In a phase I/IIa study reported in JAMA Oncology, Lillian L. Siu, MD, FRCPC, FASCO, and colleagues found no evidence of activity of the glucocorticoid-induced tumor necrosis factor (TNF) receptor–related protein (GITR) agonist antibody BMS-986156 alone or in combination with nivolumab in patients with previously treated advanced solid tumors.
Lillian L. Siu, MD, FRCPC, FASCO
GITR is a T-cell co-stimulatory receptor identified as a therapeutic target. It has been hypothesized that agonistic GITR antibodies may exhibit synergistic activity with immune checkpoint inhibitors by activating co-stimulatory pathways in the tumor microenvironment.
Study Details
In the international study, 292 patients received either BMS-986156 alone (n = 34) or in combination with nivolumab (n = 258). BMS-986156 was given intravenously at a dose of 10, 30, 100, 240, or 800 mg every 2 weeks as monotherapy, or at 30, 100, 240, or 800 mg together with nivolumab at 240 mg every 2 weeks. Patients had to have received one or more standard treatment regimen in the advanced or metastatic setting. Prior immune checkpoint inhibitor therapy had been received by 32% of patients in the monotherapy cohort and 20% of patients in the combination cohort.
Follow-up ranged from 1.4 to 101.7 weeks. No grade ≥ 3 treatment-related adverse events were observed with BMS-986156 monotherapy. Grade or 4 treatment-related adverse events occurred in 24 patients (9.3%) receiving BMS-986156 plus nivolumab. A dose-limiting toxic effect (grade 4 elevated creatine phosphokinase) occurred in a patient receiving BMS-986156 800 mg plus nivolumab.

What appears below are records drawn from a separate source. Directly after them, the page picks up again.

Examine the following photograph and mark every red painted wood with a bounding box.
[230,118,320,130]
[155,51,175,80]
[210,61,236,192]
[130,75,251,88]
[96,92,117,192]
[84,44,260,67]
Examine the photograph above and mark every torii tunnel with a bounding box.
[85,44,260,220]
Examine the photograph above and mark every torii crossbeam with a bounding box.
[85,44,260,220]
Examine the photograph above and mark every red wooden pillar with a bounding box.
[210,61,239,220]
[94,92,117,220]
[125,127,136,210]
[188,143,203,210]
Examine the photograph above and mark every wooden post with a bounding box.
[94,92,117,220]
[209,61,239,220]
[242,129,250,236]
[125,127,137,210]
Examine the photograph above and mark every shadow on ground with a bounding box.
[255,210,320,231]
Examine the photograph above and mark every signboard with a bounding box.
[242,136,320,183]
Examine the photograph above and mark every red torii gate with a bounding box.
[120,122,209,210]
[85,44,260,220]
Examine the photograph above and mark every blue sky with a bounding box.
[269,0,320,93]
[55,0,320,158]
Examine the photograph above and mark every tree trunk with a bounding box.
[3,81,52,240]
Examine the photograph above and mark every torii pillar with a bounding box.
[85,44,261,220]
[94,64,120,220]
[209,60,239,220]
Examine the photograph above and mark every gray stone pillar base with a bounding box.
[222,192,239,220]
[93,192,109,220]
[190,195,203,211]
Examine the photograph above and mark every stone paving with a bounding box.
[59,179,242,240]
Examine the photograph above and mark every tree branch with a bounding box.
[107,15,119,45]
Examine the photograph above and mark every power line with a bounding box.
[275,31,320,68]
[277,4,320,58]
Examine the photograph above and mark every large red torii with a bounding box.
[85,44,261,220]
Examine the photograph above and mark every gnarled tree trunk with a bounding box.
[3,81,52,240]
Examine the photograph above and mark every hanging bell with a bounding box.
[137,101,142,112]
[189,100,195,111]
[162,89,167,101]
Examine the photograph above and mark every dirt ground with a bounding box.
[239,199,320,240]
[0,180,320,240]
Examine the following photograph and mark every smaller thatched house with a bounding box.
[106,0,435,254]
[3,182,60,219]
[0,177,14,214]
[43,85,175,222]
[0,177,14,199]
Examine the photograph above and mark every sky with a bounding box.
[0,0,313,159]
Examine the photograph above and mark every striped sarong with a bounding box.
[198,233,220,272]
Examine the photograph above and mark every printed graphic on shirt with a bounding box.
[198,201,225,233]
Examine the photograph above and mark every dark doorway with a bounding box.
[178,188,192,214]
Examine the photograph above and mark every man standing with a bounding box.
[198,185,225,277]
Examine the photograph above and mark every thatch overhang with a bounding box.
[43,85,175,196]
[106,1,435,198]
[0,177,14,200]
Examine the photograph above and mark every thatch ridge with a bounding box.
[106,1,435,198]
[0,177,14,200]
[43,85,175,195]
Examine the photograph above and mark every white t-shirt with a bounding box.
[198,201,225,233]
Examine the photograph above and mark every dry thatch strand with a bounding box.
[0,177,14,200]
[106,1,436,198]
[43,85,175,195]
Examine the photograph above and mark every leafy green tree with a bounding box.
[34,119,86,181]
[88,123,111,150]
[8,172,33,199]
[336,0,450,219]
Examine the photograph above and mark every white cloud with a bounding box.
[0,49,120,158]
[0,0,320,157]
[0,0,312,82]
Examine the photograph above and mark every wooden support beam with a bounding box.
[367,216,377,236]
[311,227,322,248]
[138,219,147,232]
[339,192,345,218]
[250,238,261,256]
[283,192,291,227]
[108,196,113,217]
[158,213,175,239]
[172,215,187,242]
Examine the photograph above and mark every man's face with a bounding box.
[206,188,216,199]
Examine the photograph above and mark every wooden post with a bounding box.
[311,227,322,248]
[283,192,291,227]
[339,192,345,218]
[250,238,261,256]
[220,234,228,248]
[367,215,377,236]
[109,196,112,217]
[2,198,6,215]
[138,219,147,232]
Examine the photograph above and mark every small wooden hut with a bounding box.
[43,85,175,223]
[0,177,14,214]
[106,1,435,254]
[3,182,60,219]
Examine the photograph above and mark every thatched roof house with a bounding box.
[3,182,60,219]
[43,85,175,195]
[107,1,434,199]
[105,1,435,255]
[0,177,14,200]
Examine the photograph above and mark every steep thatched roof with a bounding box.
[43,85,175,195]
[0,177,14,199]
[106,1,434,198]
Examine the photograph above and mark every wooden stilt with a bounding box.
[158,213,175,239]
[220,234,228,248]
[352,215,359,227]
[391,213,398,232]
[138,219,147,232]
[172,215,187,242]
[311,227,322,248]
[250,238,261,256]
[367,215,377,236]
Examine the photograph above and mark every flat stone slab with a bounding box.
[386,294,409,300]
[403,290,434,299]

Effect on T Cells, Objective Responses
KEY POINTS
- No evidence of activity of BMS-986156 monotherapy was observed.
- The response rate with combination treatment did not suggest activity beyond that associated with nivolumab alone.
Peripheral T-cell and natural killer cell proliferation increased after administration of BMS-986156 with or without nivolumab. No significant modulation of intratumoral CD8-positive T cells or FoxP3-positive regulatory T cells was observed.

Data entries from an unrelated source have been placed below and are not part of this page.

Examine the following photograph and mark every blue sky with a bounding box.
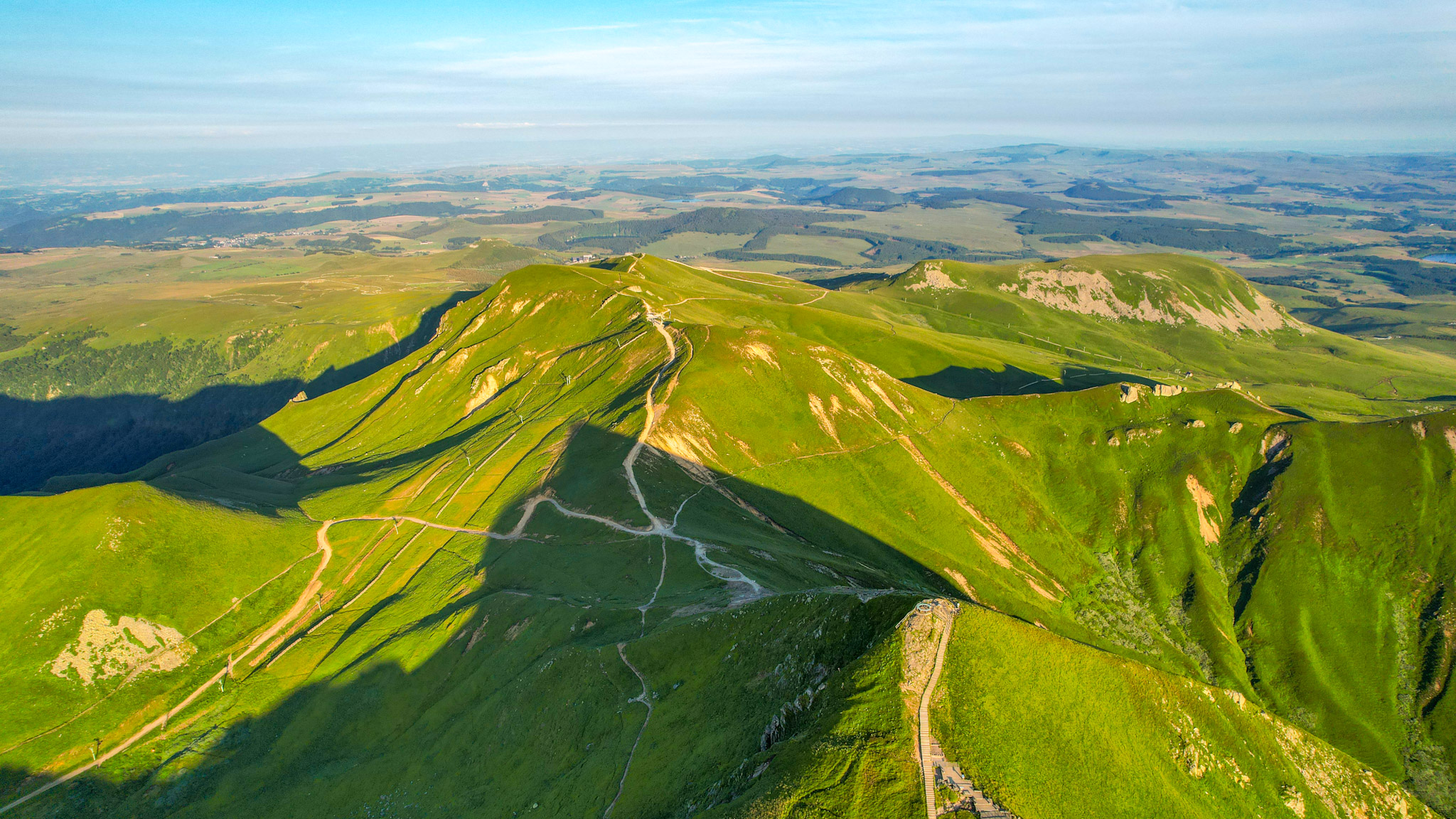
[0,0,1456,158]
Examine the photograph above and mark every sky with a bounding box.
[0,0,1456,162]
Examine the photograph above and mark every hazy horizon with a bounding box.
[0,0,1456,183]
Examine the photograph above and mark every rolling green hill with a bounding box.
[0,251,1456,819]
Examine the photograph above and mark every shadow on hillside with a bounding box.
[0,290,481,494]
[0,426,953,818]
[901,364,1157,400]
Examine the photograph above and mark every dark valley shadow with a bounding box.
[0,290,481,494]
[0,426,953,819]
[901,364,1157,400]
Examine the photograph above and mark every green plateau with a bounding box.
[0,250,1456,819]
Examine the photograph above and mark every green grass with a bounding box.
[0,245,1456,818]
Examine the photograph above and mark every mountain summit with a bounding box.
[0,255,1456,819]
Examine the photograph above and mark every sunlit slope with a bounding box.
[0,258,1452,816]
[935,600,1433,819]
[859,255,1453,418]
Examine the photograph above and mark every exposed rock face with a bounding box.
[1002,265,1299,332]
[51,609,196,685]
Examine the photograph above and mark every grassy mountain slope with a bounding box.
[859,255,1449,418]
[0,257,1456,816]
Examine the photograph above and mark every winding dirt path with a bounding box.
[601,643,653,819]
[0,530,336,813]
[0,287,774,815]
[920,606,955,819]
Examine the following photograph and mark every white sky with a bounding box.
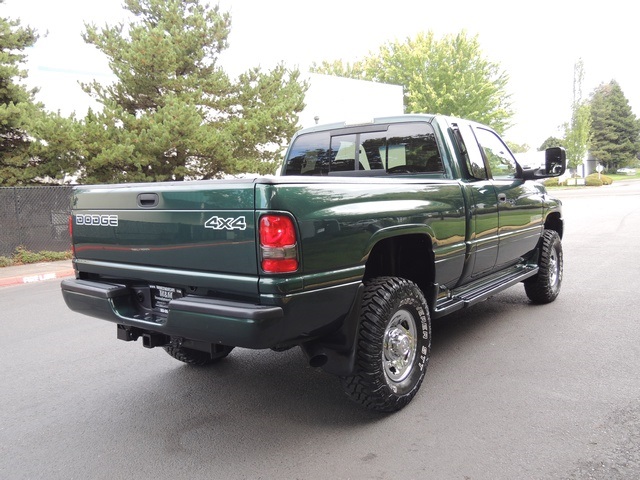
[5,0,640,148]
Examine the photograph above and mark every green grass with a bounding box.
[607,169,640,181]
[0,247,71,267]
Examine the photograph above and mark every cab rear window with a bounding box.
[283,122,444,175]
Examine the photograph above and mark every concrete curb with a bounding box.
[0,268,75,287]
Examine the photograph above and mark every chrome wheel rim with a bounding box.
[382,309,417,384]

No objective responses were observed in patients receiving BMS-986156 alone. Response rates ranged from 0% to 11.1% across combination therapy groups. Some responses were observed in patients who had previously received immune checkpoint inhibitor therapy.

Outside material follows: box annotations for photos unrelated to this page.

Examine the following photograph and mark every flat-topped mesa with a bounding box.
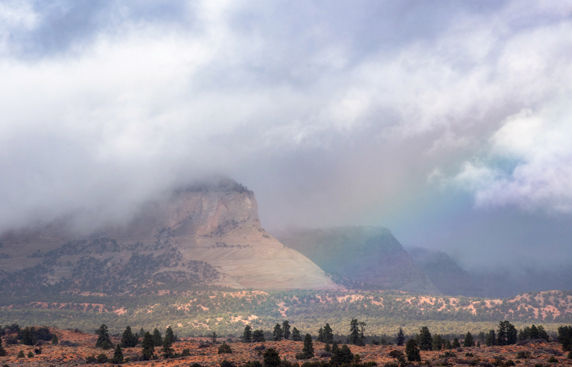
[118,179,260,242]
[0,179,340,294]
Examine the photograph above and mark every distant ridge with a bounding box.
[277,226,439,294]
[0,179,340,294]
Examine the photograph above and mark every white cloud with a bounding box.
[455,99,572,213]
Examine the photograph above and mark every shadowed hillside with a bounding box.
[277,227,439,294]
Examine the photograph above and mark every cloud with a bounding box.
[0,1,572,237]
[455,98,572,213]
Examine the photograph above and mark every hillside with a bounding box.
[0,325,572,367]
[407,247,483,296]
[277,227,439,294]
[0,180,339,295]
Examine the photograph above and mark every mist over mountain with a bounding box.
[277,227,439,294]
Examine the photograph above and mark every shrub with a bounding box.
[516,350,531,359]
[97,353,107,363]
[218,343,232,356]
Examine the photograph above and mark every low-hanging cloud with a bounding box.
[455,99,572,213]
[0,1,572,254]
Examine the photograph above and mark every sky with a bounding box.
[0,0,572,267]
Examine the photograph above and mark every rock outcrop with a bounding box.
[0,179,340,294]
[277,227,439,294]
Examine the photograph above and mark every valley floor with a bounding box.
[0,329,572,367]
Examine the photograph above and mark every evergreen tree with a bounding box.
[486,329,497,347]
[324,324,334,344]
[152,328,163,347]
[272,324,284,341]
[330,343,354,367]
[252,330,266,343]
[405,339,421,362]
[292,327,302,342]
[395,328,405,347]
[526,324,540,339]
[0,337,6,357]
[141,331,155,361]
[431,334,445,350]
[242,325,252,343]
[302,334,314,359]
[162,326,175,358]
[463,332,475,347]
[316,328,324,343]
[350,319,360,345]
[282,320,290,340]
[95,324,113,349]
[121,325,139,348]
[538,325,550,342]
[21,327,36,345]
[263,348,281,367]
[558,326,572,351]
[419,326,433,350]
[111,344,123,364]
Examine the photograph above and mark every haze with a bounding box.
[0,0,572,274]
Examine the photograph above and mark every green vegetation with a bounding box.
[0,290,572,338]
[95,324,113,349]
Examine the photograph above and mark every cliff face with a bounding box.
[0,180,339,294]
[278,227,439,294]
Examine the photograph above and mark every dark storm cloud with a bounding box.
[0,1,572,268]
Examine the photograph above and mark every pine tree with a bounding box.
[252,330,266,343]
[282,320,290,340]
[324,324,334,344]
[316,328,324,343]
[152,328,163,347]
[263,348,281,367]
[292,328,302,342]
[463,332,475,347]
[419,326,433,350]
[121,325,139,348]
[302,334,314,359]
[141,331,155,361]
[405,339,421,362]
[350,319,360,345]
[431,334,444,350]
[95,324,113,349]
[0,337,6,357]
[242,325,252,343]
[111,344,123,364]
[486,329,497,347]
[272,324,284,341]
[330,343,354,367]
[395,328,405,347]
[162,326,174,358]
[21,327,36,345]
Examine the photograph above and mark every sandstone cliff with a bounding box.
[277,227,439,294]
[0,180,339,294]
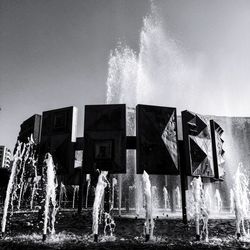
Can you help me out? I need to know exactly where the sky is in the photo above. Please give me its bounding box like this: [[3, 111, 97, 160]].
[[0, 0, 250, 149]]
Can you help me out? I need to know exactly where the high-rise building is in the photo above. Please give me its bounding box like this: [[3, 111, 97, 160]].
[[0, 146, 11, 169]]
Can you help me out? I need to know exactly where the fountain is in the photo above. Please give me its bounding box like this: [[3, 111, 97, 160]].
[[2, 135, 35, 235], [142, 171, 154, 241], [92, 171, 110, 242], [163, 187, 170, 211], [233, 163, 249, 239], [43, 153, 59, 240], [72, 185, 79, 209], [188, 176, 210, 241], [214, 188, 222, 213]]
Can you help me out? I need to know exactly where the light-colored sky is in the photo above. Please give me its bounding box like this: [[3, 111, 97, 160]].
[[0, 0, 250, 149]]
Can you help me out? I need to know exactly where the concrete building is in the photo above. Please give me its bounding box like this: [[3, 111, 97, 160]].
[[0, 146, 11, 169]]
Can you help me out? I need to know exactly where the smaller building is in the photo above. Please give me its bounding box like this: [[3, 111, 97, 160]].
[[0, 146, 11, 169]]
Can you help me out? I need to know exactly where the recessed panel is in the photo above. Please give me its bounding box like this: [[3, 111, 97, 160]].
[[136, 105, 179, 175], [40, 107, 77, 175], [83, 104, 126, 173], [210, 120, 225, 180], [182, 110, 214, 177]]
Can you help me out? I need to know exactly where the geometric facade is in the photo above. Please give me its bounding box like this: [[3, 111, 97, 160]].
[[210, 120, 225, 180], [136, 105, 179, 175], [82, 104, 126, 174], [182, 110, 215, 177], [40, 107, 77, 178], [17, 114, 41, 144]]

The investigators concluded, “Based on this cohort, BMS-986156 appears to have had a manageable safety profile, and BMS-986156 plus nivolumab demonstrated safety and efficacy comparable to historical data reported for nivolumab monotherapy…. [T]hus, no evidence of monotherapeutic clinical activity for GITR agonism was observed in this broad population. In addition, no clear signal has emerged to date demonstrating that GITR agonism may be an effective therapeutic strategy in a broad patient population.”
Dr. Siu, of Princess Margaret Cancer Centre, Toronto, is the corresponding author for the JAMA Oncology article.
Disclosure: This study was funded by Bristol-Myers Squibb. For full disclosures of the study authors, visit jamanetwork.com.